The problem has received growing attention in recent years. The Pentagon found that about 26,000 incidents of sexual assault and unwanted sexual contact were reported in 2012.

Last month, the U.S. Senate rejected a bipartisan bill to strip military commanders of authority over the prosecution of sexual assault cases. But the Senate did forward a measure that disallowed military rules of evidence to prohibit the accused from using “good character” as a defense in court-martial proceedings.

U.S. Rep. Mike Turner, R-Dayton, became particularly vocal on the issue after the 2007 murder of Marine Corps Lance Cpl. Maria Lauterbach, 20, a Vandalia native who was also eight months’ pregnant at the time. Lauterbach was allegedly sexually assaulted by a senior enlisted man, Cpl. Cesar Laurean, in her unit. Even after reporting the assault, Lauterbach was forced to continue serving with Laurean.

In 2010, Laurean was convicted of first-degree murder and other charges. He is currently serving a life sentence without parole at the Pasquotank Correctional Institution, a high-security adult male prison in Elizabeth City, N.C.

Sexual assault is a problem everywhere, but it’s especially damaging in the military, Turner said.

“The difference in the military is they have a custodial relationship with their service members,” Turner said. “Members don’t have freedom of movement.”

In the civilian world, a victim can often remove herself from a bad situation, he said.
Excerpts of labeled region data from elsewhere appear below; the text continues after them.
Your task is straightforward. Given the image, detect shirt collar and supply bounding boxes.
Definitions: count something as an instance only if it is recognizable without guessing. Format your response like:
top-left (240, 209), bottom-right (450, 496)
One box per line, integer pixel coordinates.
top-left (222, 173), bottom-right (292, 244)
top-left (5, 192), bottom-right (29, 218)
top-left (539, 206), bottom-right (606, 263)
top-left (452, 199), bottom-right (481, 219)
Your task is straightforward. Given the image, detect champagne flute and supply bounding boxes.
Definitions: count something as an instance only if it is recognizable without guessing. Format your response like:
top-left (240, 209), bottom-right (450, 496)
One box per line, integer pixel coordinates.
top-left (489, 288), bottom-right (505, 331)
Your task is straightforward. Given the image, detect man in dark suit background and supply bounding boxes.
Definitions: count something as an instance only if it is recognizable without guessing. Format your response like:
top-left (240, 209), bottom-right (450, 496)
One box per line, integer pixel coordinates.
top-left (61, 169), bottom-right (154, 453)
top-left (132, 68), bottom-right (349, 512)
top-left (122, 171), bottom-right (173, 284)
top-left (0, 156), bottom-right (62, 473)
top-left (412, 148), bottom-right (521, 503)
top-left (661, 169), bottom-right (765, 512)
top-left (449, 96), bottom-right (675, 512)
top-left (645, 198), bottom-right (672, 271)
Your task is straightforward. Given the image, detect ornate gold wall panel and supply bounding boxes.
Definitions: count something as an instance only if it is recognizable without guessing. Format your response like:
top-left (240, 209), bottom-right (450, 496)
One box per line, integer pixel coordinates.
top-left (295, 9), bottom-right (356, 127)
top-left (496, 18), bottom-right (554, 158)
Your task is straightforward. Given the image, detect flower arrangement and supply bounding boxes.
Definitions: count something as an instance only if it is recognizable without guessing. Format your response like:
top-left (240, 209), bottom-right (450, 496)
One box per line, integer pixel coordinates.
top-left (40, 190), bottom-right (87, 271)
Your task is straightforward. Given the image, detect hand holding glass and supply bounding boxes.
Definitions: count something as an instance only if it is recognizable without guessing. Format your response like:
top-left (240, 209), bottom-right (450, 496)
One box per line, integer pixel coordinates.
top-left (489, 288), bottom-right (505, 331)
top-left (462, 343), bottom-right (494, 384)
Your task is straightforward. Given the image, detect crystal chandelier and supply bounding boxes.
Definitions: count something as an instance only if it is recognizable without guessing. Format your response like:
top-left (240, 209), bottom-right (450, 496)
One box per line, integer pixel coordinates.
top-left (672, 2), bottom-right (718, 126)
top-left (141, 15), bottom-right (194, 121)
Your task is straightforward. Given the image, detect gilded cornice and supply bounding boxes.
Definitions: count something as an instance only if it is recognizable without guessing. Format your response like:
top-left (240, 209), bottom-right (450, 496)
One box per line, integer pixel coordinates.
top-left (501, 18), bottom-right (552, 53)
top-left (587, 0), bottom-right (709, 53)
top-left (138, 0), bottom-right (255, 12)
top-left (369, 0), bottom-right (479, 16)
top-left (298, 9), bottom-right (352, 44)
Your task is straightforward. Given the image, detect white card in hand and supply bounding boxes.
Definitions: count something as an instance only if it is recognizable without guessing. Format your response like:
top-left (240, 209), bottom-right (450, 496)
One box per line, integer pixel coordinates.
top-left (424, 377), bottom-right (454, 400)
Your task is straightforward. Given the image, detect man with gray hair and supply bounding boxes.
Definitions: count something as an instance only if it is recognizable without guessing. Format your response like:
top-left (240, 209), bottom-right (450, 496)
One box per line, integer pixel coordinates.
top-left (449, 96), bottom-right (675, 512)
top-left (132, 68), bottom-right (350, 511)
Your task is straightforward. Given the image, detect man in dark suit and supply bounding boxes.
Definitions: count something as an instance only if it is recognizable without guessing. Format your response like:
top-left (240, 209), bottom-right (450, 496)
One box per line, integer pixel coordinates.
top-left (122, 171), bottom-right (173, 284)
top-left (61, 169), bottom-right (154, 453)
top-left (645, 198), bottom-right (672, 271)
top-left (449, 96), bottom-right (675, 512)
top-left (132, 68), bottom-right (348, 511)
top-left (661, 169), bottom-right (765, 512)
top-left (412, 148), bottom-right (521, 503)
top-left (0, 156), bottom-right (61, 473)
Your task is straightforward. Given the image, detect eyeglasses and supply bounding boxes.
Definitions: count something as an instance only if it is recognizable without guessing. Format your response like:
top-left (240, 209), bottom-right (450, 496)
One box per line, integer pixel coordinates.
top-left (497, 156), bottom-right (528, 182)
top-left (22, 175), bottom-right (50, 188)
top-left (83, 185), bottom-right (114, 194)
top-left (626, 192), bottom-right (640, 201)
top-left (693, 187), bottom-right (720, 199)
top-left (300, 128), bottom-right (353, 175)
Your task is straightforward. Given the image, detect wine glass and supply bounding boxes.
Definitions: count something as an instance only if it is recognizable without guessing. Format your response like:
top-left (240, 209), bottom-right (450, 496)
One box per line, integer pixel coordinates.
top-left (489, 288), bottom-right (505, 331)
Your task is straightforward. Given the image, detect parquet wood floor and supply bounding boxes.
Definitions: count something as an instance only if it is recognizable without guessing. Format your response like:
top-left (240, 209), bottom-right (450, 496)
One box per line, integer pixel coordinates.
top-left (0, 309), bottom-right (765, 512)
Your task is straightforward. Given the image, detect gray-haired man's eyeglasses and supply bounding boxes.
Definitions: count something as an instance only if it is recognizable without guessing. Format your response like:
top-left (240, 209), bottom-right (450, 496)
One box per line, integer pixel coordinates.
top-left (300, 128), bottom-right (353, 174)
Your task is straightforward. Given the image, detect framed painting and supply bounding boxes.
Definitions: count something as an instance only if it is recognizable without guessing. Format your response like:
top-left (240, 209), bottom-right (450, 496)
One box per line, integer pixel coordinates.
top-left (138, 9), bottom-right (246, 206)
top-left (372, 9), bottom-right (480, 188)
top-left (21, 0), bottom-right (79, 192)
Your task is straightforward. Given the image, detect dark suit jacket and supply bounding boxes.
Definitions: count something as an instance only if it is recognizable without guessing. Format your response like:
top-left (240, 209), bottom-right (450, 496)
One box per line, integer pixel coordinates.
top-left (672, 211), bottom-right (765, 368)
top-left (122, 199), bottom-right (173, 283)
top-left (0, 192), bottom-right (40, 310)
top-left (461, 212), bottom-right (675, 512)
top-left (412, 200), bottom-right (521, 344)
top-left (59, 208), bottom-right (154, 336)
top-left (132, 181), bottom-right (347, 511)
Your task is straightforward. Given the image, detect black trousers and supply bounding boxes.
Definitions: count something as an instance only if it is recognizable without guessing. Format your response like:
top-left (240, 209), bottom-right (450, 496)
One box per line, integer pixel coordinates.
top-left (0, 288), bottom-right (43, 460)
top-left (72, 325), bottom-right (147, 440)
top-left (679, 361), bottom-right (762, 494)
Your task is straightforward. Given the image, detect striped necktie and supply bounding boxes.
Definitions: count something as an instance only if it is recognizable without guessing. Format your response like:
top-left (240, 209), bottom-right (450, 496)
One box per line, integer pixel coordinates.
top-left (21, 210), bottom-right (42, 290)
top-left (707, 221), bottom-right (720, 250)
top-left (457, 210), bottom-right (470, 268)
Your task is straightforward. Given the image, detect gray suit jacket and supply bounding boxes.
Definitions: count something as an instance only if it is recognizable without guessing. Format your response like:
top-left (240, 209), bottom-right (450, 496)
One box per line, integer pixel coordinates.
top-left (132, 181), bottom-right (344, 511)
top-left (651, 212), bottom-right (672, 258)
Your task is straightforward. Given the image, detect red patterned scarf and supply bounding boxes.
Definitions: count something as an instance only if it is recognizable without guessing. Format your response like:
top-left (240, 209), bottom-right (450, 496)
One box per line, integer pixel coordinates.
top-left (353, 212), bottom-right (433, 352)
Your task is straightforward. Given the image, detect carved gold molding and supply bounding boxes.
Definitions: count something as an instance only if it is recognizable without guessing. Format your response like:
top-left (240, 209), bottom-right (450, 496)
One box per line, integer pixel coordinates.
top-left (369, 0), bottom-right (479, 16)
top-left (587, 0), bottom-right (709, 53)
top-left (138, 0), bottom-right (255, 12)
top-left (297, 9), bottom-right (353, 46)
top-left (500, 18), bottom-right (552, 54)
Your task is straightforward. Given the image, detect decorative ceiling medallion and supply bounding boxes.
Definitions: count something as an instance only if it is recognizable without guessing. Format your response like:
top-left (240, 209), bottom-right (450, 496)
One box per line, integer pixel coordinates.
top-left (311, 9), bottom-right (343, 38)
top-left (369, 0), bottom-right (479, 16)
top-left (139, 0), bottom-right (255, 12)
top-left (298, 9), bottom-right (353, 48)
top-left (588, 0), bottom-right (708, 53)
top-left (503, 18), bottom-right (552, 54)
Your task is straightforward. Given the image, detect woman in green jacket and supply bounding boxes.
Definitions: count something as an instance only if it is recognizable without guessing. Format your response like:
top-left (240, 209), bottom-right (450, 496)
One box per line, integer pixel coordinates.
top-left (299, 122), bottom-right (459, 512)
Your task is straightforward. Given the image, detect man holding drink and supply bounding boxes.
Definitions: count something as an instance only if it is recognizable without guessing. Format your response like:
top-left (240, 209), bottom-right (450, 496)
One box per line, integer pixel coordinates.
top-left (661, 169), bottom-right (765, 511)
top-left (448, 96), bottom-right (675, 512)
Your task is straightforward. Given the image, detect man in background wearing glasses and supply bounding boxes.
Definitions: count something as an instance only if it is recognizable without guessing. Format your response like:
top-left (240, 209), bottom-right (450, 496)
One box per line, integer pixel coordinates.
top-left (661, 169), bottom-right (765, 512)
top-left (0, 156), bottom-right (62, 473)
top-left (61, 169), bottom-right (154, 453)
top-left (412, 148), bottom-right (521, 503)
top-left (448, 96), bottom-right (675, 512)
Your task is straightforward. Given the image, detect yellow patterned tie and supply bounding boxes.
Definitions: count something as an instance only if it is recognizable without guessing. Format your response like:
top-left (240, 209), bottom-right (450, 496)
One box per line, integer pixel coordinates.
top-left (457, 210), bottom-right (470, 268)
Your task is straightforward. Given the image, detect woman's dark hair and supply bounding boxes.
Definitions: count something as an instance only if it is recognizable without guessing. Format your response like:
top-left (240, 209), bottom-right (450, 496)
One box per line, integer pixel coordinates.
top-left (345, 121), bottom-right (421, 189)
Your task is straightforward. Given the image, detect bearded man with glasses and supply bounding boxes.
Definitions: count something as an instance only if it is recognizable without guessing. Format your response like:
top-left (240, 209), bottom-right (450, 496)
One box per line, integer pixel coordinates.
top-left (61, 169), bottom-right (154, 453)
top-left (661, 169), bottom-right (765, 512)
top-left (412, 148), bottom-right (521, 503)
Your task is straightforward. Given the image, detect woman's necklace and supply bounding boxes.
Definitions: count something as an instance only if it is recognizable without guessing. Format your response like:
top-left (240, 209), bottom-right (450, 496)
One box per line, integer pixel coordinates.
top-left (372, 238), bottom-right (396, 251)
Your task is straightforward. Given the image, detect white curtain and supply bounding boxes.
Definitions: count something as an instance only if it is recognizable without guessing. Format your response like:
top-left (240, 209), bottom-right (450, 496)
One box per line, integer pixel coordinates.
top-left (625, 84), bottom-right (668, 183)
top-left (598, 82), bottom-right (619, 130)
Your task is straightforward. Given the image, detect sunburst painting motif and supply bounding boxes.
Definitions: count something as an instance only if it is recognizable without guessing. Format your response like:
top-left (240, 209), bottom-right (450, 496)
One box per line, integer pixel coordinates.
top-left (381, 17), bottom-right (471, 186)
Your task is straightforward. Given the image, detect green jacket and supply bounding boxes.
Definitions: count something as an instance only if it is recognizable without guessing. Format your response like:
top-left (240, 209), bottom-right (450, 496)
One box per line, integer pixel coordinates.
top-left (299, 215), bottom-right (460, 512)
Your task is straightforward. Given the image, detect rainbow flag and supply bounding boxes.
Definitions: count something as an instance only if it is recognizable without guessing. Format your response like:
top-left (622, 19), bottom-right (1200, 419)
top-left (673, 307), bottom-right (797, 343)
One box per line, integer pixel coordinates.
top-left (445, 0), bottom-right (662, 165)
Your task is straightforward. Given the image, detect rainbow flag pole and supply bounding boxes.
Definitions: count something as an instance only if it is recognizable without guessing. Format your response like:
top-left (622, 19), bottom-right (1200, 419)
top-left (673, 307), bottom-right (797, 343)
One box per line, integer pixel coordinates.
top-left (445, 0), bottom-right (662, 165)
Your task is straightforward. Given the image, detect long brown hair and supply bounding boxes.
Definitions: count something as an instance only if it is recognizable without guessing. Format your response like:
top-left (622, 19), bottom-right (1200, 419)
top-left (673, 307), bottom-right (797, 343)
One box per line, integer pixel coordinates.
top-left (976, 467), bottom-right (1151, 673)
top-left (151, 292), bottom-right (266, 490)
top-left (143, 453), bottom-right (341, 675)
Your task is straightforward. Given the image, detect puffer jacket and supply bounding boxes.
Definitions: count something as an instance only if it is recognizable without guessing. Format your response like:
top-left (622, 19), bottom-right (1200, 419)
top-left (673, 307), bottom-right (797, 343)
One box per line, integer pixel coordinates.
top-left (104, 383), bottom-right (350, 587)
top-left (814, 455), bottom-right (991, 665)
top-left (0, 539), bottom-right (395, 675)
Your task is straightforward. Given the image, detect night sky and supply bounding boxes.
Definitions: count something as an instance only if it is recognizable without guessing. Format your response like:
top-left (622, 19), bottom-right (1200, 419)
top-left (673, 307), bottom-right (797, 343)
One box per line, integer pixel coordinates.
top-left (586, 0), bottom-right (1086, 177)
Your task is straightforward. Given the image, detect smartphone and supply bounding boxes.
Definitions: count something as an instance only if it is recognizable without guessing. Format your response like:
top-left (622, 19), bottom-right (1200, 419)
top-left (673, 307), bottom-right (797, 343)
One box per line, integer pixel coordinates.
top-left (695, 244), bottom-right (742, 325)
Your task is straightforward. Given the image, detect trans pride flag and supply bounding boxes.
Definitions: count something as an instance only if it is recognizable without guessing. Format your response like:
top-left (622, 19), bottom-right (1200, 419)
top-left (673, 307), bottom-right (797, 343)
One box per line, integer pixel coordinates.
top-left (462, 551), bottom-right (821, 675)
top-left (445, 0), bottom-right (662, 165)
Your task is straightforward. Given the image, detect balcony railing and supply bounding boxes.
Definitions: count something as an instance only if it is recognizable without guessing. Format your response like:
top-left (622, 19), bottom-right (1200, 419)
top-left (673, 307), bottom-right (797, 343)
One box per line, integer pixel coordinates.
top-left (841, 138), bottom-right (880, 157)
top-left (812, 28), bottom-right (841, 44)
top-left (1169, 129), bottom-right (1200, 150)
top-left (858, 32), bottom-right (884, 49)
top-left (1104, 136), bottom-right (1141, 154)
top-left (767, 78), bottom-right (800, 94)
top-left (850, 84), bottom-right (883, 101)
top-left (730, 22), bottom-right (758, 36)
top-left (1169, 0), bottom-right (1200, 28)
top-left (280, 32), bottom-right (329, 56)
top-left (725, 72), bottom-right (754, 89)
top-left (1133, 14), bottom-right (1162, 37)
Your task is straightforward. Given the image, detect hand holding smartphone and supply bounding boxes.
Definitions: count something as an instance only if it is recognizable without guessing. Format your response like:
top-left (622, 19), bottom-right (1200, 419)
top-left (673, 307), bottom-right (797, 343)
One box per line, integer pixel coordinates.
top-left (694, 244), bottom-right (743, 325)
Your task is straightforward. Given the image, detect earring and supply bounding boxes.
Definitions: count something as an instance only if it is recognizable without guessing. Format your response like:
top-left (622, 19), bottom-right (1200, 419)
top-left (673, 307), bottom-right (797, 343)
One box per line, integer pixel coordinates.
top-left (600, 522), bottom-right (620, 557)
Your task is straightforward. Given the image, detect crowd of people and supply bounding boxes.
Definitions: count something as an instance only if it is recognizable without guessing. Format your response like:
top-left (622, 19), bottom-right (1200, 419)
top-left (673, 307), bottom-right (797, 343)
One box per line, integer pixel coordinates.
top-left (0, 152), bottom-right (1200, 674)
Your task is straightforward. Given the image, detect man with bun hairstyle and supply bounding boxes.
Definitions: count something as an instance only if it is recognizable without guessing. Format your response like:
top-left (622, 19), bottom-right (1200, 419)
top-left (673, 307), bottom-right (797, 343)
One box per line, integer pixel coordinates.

Not so in the armed forces.

Also, the military has its own separate judicial system, Turner said. That judicial system can be influenced by what he called a “denial culture.”

“The culture of the military, especially before the Maria Lauterbach case, essentially did not recognize sexual assault as a crime,” Turner said.

That is starting to change, in part due to action in Congress, Turner said.

Having to work with an attacker is a problem especially acute in the military, Williams said.

“Some women have been either raped or sexually assaulted by a supervisor and still have to work under that supervisor,” she said.

And while women in civilian occupations may turn to a police and justice system they hope to be impartial, those who serve in uniform must turn to a chain of command — a chain of officers that sometimes is friendly with the accused, Williams contends.

“We should have a third party, that’s not involved, to look at each case,” she said.

The problem affects men, as well, but this support group is open only to women. Maloy-Kidder said a support group for men is a possibility.